¡Oye, bribón! ¡Ven aquí ahora mismo!

—¡Vascón! ¡Parásito, demonio! ¡Ven aquí ahora mismo!

Doña Nuria barría con resignación los pedazos de la taza rota mientras seguía regañando a Vascón, sabiendo de antemano que no aparecería hasta el día siguiente. Antes, cuando Vascón era joven e ingenuo, acudía al primer grito de la abuela. Pero, tras recibir un par de veces el trapo y la escoba en el trasero, se volvió más listo. Ahora, por el tono y el volumen de los gritos, sabía medir el peligro. A veces podía aparecer por la tarde, otras veces no se dejaba ver en dos o tres días.

Esta vez, persiguiendo un ratón, había derribado sin querer una taza olvidada sobre la mesa. La vez anterior, había volcado un saco de arroz, y antes de eso, había habido otros pequeños incidentes. Todo por culpa de esos malditos ratones. Pero Doña Nuria seguía regañando a Vascón, aunque, en realidad, él no tenía la culpa. Solo hacía su trabajo y rendía cuentas, llevando a la cama de la abuela ratones, topos y ratas estrangulados.

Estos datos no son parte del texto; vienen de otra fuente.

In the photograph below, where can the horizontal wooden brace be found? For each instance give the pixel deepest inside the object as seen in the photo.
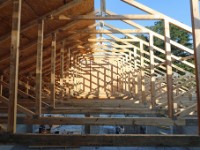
(108, 17)
(151, 121)
(101, 103)
(101, 110)
(101, 140)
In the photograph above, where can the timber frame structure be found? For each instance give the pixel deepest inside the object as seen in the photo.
(62, 57)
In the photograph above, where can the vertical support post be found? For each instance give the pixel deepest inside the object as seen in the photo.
(69, 74)
(196, 37)
(142, 72)
(117, 76)
(39, 68)
(87, 127)
(111, 77)
(14, 66)
(90, 75)
(27, 87)
(98, 86)
(53, 69)
(169, 69)
(1, 87)
(103, 7)
(152, 71)
(62, 70)
(105, 79)
(136, 90)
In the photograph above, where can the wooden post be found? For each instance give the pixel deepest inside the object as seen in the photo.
(39, 68)
(87, 127)
(98, 86)
(90, 75)
(27, 87)
(117, 76)
(142, 72)
(152, 71)
(69, 73)
(169, 70)
(62, 70)
(136, 90)
(1, 86)
(53, 69)
(196, 37)
(14, 64)
(105, 79)
(111, 77)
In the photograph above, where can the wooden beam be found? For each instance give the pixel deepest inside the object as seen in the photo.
(153, 12)
(14, 64)
(47, 15)
(53, 69)
(103, 110)
(100, 103)
(108, 17)
(169, 70)
(151, 121)
(39, 68)
(62, 69)
(144, 140)
(109, 31)
(152, 71)
(143, 100)
(196, 37)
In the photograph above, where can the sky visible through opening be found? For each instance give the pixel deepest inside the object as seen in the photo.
(176, 9)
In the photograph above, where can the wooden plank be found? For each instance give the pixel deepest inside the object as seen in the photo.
(53, 69)
(142, 72)
(14, 64)
(110, 31)
(62, 70)
(103, 110)
(136, 88)
(100, 103)
(152, 71)
(39, 60)
(1, 86)
(187, 111)
(4, 3)
(184, 48)
(52, 13)
(110, 17)
(150, 121)
(169, 70)
(153, 12)
(144, 140)
(196, 37)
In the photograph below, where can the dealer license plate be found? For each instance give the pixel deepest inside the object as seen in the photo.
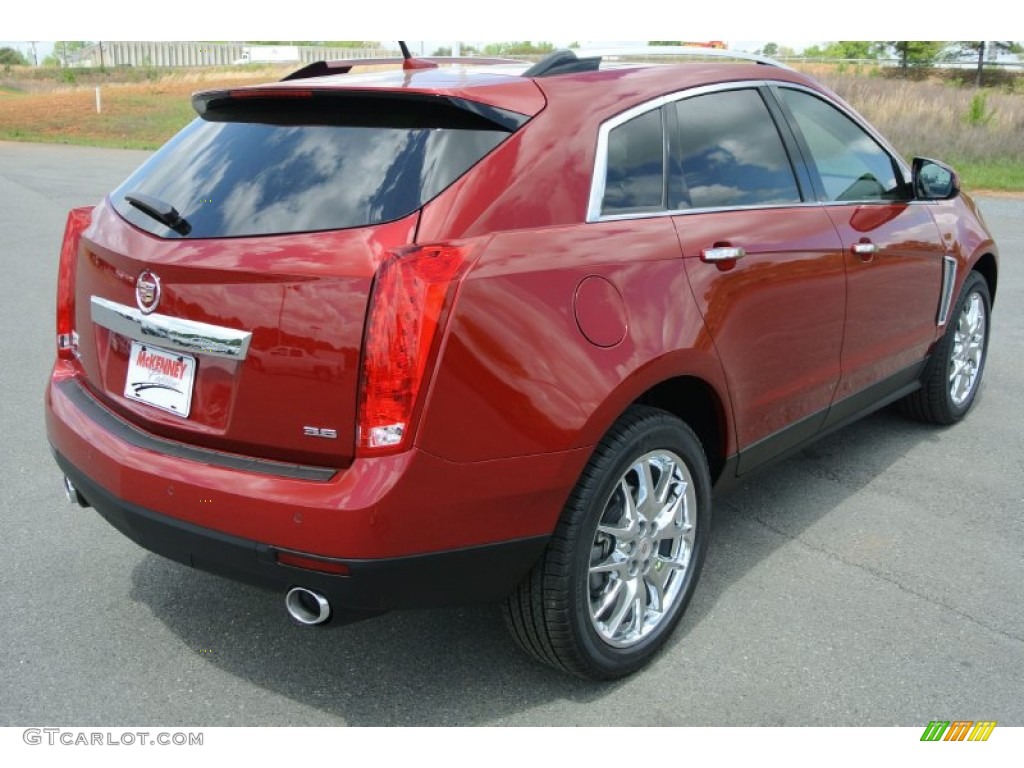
(160, 378)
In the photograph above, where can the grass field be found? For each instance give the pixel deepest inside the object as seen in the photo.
(981, 135)
(135, 115)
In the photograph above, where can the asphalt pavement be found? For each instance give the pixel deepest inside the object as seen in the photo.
(876, 579)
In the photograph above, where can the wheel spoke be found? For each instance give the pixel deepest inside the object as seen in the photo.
(613, 563)
(658, 579)
(642, 549)
(968, 350)
(609, 598)
(626, 527)
(624, 601)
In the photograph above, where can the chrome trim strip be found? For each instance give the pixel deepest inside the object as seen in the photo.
(86, 402)
(948, 280)
(172, 333)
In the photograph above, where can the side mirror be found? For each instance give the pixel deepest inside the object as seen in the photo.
(934, 180)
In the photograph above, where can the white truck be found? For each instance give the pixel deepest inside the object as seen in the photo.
(268, 54)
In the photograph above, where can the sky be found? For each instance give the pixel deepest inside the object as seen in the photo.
(744, 24)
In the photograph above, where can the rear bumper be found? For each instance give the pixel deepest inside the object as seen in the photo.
(464, 576)
(413, 529)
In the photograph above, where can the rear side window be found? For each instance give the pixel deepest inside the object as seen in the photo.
(731, 153)
(852, 166)
(635, 176)
(275, 166)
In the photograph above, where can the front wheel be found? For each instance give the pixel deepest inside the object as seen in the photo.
(625, 557)
(953, 374)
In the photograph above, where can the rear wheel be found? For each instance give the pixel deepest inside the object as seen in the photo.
(953, 374)
(625, 557)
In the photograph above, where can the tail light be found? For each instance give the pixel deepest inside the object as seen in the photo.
(78, 221)
(408, 309)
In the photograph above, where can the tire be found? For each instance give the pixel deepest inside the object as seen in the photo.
(621, 565)
(952, 377)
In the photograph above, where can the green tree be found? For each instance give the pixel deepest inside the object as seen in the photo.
(845, 49)
(915, 52)
(978, 48)
(517, 48)
(11, 56)
(65, 49)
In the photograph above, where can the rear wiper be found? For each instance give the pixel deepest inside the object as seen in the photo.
(163, 212)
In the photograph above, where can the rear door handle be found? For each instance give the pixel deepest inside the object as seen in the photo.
(864, 249)
(722, 254)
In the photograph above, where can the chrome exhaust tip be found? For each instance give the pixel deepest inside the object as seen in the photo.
(307, 607)
(74, 497)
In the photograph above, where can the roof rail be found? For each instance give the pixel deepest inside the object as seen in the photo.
(562, 62)
(679, 50)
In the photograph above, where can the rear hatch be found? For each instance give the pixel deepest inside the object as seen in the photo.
(221, 291)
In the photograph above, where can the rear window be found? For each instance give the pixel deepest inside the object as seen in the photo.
(264, 166)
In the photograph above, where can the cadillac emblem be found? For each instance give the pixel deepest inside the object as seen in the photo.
(147, 292)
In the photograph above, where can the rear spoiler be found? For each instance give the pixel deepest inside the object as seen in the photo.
(344, 66)
(303, 105)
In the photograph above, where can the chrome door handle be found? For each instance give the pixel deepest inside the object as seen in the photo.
(865, 249)
(722, 254)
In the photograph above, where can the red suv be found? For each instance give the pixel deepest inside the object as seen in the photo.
(432, 336)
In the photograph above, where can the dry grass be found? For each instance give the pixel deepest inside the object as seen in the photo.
(933, 120)
(134, 115)
(146, 107)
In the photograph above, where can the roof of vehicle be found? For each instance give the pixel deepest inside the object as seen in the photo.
(501, 86)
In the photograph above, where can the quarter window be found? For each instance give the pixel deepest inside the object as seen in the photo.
(731, 154)
(635, 177)
(851, 164)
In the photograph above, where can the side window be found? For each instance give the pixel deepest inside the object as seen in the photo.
(851, 164)
(731, 154)
(635, 177)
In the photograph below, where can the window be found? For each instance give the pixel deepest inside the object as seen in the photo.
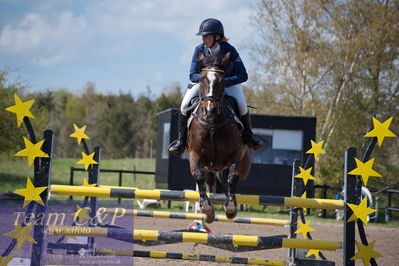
(281, 146)
(165, 140)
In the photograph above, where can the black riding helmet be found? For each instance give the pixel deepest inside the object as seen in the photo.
(211, 26)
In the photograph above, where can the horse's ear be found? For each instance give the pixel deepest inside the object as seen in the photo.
(226, 60)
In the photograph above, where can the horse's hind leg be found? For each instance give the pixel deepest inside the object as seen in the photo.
(230, 205)
(205, 203)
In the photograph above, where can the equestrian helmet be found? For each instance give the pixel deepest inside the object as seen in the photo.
(211, 26)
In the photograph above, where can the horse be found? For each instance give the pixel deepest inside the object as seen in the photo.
(215, 146)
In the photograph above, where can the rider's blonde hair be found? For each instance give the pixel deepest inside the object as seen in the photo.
(223, 39)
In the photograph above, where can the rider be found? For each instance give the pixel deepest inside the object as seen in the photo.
(215, 43)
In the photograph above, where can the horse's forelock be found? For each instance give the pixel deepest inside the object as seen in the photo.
(210, 61)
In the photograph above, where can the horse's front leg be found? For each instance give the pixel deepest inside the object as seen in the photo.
(205, 204)
(230, 205)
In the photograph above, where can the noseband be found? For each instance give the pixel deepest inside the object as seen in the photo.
(212, 98)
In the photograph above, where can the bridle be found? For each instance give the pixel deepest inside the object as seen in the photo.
(212, 127)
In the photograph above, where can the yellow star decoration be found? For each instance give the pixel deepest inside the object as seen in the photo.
(31, 193)
(304, 197)
(381, 130)
(5, 260)
(79, 133)
(366, 252)
(360, 211)
(316, 148)
(365, 170)
(81, 213)
(87, 160)
(305, 175)
(21, 109)
(314, 252)
(86, 183)
(21, 234)
(304, 228)
(32, 151)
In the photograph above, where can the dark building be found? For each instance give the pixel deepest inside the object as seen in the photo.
(286, 138)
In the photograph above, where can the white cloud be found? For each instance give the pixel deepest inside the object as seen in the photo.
(92, 37)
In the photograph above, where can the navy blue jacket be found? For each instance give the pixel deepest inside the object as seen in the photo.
(236, 72)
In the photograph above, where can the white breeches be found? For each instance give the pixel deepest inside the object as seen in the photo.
(234, 91)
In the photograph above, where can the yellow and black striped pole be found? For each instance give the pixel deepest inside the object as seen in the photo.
(194, 196)
(265, 242)
(183, 256)
(195, 216)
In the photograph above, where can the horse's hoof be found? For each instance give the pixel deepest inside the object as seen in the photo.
(231, 210)
(207, 209)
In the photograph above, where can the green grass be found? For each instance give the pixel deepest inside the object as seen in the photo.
(13, 174)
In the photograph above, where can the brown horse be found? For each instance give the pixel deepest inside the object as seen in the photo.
(215, 144)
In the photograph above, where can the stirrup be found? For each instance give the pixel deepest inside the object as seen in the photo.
(176, 147)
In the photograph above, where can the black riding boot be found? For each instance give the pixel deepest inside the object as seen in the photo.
(177, 147)
(247, 133)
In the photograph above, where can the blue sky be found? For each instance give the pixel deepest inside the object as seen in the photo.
(121, 46)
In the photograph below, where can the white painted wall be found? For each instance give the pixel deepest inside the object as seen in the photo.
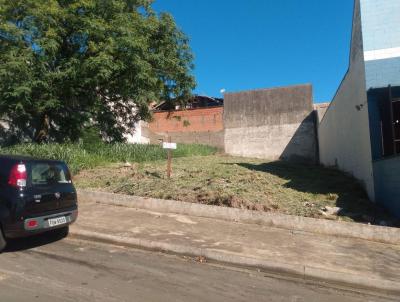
(344, 137)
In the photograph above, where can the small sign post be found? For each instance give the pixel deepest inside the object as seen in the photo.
(169, 146)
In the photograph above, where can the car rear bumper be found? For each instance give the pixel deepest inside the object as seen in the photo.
(25, 228)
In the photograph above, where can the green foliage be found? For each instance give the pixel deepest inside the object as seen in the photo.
(85, 156)
(66, 64)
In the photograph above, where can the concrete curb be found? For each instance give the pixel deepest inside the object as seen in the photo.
(304, 272)
(295, 223)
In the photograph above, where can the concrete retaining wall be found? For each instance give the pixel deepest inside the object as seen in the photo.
(271, 123)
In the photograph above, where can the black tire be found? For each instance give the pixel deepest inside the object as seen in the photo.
(61, 233)
(3, 241)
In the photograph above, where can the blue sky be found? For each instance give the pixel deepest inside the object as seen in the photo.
(251, 44)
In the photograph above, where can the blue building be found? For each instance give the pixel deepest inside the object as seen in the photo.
(360, 132)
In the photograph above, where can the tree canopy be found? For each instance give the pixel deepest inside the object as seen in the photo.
(66, 64)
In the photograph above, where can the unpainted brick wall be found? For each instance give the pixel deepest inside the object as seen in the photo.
(191, 120)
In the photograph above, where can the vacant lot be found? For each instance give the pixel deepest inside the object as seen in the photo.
(81, 156)
(293, 189)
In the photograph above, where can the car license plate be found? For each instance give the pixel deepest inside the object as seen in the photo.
(57, 221)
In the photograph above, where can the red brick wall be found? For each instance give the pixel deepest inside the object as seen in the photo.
(191, 120)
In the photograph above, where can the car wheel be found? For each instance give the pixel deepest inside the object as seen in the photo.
(3, 241)
(61, 232)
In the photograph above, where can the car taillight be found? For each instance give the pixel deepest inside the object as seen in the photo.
(18, 176)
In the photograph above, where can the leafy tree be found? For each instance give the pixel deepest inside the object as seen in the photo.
(69, 64)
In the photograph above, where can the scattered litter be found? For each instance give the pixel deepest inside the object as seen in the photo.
(201, 259)
(331, 211)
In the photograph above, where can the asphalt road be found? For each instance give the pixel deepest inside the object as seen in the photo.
(72, 270)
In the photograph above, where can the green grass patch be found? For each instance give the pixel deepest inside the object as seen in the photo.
(288, 188)
(88, 156)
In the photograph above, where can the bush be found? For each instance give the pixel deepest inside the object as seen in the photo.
(86, 156)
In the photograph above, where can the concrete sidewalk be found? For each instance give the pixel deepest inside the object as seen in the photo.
(359, 264)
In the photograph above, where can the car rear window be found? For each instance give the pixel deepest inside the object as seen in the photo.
(49, 173)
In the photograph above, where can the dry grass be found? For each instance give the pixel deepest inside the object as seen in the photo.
(293, 189)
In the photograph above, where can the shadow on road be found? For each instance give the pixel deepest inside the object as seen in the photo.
(27, 243)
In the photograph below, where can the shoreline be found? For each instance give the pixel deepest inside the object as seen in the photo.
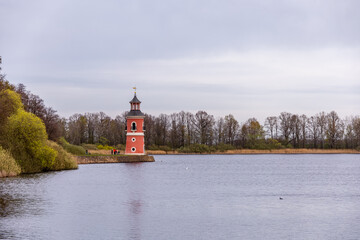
(255, 151)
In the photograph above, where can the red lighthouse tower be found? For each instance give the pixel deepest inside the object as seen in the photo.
(135, 144)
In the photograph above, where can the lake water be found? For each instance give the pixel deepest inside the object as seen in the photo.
(189, 197)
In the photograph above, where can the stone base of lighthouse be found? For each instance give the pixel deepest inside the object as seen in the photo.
(135, 144)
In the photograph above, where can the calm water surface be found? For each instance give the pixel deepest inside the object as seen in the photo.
(189, 197)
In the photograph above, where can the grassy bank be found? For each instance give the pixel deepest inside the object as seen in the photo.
(243, 151)
(274, 151)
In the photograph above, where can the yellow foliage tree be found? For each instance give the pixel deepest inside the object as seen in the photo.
(26, 139)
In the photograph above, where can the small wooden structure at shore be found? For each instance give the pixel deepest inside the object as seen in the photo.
(114, 159)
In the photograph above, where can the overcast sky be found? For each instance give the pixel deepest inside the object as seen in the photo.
(249, 58)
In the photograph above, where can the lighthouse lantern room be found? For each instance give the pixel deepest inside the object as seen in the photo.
(135, 144)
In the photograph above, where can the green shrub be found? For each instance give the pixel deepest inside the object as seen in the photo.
(224, 147)
(8, 165)
(195, 148)
(63, 160)
(120, 147)
(165, 148)
(273, 144)
(89, 146)
(26, 140)
(71, 148)
(104, 147)
(153, 147)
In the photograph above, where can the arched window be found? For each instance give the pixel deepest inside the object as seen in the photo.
(133, 126)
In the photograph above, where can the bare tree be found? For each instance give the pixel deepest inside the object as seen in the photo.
(271, 125)
(313, 128)
(231, 128)
(203, 124)
(334, 130)
(321, 121)
(285, 126)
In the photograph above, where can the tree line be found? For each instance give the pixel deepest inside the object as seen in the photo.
(184, 129)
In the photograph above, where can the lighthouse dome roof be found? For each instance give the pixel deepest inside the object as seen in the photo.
(135, 100)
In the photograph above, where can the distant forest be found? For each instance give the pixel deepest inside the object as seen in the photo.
(184, 130)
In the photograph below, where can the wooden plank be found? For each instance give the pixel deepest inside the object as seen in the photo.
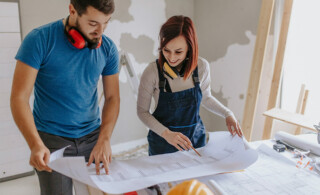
(256, 68)
(303, 108)
(292, 118)
(278, 66)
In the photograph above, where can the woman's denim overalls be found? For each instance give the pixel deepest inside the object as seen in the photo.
(179, 112)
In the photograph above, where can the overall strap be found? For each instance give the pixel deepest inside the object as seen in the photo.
(163, 83)
(195, 76)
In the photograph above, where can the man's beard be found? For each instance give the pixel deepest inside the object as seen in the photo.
(92, 41)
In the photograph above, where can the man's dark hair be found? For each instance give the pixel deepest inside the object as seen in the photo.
(105, 6)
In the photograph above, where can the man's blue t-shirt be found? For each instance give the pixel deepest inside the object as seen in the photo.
(65, 90)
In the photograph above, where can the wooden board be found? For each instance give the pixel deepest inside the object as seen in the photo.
(292, 118)
(256, 68)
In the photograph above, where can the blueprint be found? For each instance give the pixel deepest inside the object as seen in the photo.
(223, 153)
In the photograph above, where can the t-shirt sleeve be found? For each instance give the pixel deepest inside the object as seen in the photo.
(112, 66)
(32, 49)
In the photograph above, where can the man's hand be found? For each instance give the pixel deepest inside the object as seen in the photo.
(39, 159)
(231, 121)
(101, 153)
(177, 139)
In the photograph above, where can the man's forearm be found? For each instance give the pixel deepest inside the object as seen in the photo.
(23, 117)
(109, 118)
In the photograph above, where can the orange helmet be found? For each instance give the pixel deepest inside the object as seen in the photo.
(191, 187)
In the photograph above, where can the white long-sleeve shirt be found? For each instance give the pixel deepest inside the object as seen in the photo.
(149, 87)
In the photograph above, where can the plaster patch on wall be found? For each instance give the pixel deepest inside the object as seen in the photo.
(224, 23)
(140, 47)
(212, 121)
(121, 12)
(233, 73)
(179, 7)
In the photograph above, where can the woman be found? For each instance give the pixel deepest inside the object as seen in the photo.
(178, 81)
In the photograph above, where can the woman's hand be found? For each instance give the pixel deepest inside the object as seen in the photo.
(233, 126)
(177, 139)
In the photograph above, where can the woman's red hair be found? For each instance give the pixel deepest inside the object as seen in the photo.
(174, 27)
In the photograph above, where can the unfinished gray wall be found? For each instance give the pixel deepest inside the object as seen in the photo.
(226, 32)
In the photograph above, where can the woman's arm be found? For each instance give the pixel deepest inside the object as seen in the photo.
(212, 104)
(148, 85)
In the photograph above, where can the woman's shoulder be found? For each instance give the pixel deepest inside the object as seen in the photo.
(150, 72)
(203, 65)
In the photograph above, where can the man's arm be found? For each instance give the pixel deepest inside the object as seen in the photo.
(22, 85)
(102, 150)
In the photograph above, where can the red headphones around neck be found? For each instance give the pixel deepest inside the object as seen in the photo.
(78, 40)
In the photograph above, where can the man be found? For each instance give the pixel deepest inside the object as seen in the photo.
(63, 60)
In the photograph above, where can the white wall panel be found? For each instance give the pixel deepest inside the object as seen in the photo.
(14, 151)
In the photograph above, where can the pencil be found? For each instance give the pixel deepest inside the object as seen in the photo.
(195, 150)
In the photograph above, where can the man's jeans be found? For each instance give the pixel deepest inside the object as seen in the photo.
(55, 183)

Por la mañana, al despertar y ver el último “informe”, Doña Nuria se santiguó y comenzó su cantinela de siempre:

—¡Vascón! ¡Parásito! ¿Por qué me traes esto otra vez a la cama? ¡Te voy a echar, maldito seas!

Al ver la taza rota, se enfureció aún más. Pero, para ser justos, hay que decir que en público la dueña alababa a su gato. Decía que era un excelente cazador de ratones, limpio y cariñoso. Vascón se esforzaba por no defraudar y cuidaba con dedicación la pequeña cosecha de la abuela. De lo contrario, los ratones habrían arrasado con las patatas y las zanahorias del sótano. Y ni hablar del arroz.

Vascón, con filosofía, atribuía los platos rotos y otros percances a pérdidas inevitables.

Esa noche, Doña Nuria llenó un platillo con leche y llamó al gato durante un buen rato, pero él se había esfumado y no aparecía por ningún lado:

—Misi, misi, Vascón, parásito. ¿Dónde te has metido? La leche se va a agriar. Bueno, al diablo contigo…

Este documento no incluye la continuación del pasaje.